Meta CTO Andrew Bosworth has a plan for resolving corporate conflict. Josh Edelson/AFP via Getty Images
  • Meta CTO Andrew Bosworth shared a four-step plan for resolving workplace conflicts.
  • Bosworth emphasizes seeking valuable feedback in corporate conflict resolution.
  • Bosworth said the approach has helped him understand when he's having an "emotional reaction."

Workplace conflicts spare no one, and often it's the C-suite that has to find a way through.

Andrew Bosworth, Meta's chief technology officer, has dealt with a fair share of conflict in his career. In a post he published on his personal blog on Monday, he shared his four-step plan for resolving interpersonal conflict.

The big takeaway is that in such conflicts, it's better to seek valuable feedback than to let ego take over.

Here are his four steps for managers:

  1. Listen to the offended party. "It is healthy to make space for them to tell their story and show care for how it affected them," Bosworth says.
  2. Ask that person to reflect on the "substance" of the conflict. In any scenario, "There is always some substantial critique worth considering," he said.
  3. Turn to the other party and ask them to consider all the factors that impact the former's perspective. In one recent instance, a new employee critiqued one of Meta's new tools — to the dismay of the engineer who built it. Bosworth went to that employee and "challenged them to look past that: did they ever consider the tool was that way because the engineer couldn't get the investment needed to make it better?" he wrote.
  4. Bring the two parties together and ask them to reconcile.

Bosworth said the approach has helped him countless times.

"I've done this so many times that I am now able to recognize this same duality inside myself," he wrote. "I will notice I am having an emotional reaction to something when it would be more productive to find the value in it."

Meta has been culling the ranks of its middle managers in recent years.

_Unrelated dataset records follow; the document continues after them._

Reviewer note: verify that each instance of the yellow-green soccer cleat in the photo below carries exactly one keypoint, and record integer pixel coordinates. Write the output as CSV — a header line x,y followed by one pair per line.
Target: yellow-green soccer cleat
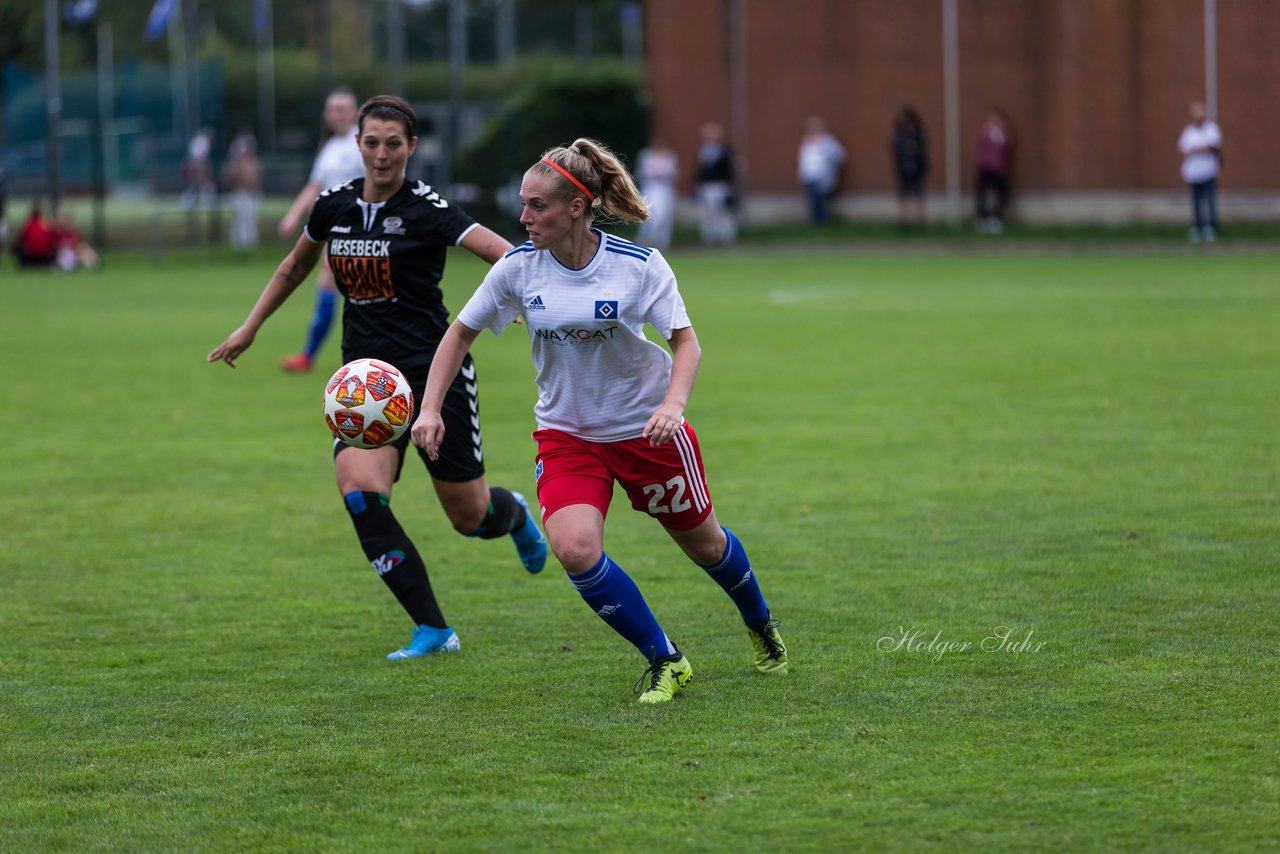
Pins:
x,y
664,677
771,654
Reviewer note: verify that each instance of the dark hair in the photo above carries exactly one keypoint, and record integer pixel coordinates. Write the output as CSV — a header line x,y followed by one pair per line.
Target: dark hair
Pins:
x,y
602,173
388,108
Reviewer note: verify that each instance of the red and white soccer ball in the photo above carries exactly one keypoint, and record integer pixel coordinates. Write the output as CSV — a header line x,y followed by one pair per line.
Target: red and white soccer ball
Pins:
x,y
368,403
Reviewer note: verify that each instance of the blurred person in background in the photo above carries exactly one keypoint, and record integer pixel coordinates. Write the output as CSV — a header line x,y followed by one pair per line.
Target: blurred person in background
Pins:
x,y
242,177
714,187
658,170
337,161
197,170
388,240
993,156
1201,145
73,250
818,164
4,199
909,149
36,241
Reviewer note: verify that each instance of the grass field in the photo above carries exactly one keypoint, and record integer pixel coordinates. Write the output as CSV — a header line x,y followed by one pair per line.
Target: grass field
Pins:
x,y
1020,517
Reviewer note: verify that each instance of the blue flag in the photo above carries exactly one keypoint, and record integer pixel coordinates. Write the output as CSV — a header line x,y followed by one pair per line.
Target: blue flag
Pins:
x,y
159,18
80,12
261,16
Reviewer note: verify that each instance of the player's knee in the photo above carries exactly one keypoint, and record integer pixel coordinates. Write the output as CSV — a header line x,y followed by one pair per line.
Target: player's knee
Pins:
x,y
575,553
465,517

Meta CEO Mark Zuckerberg wrote in a 2023 memo that "flatter is faster."

Zuckerberg also said at an internal meeting he's not a fan of a management structure filled with "managers managing managers, managing managers, managing managers, managing the people who are doing the work."

That leaves the existing managers with more work, and top-ranking executives, like Bosworth, likely managing more conflict.

Meta did not immediately respond to a request for comment from Business Insider.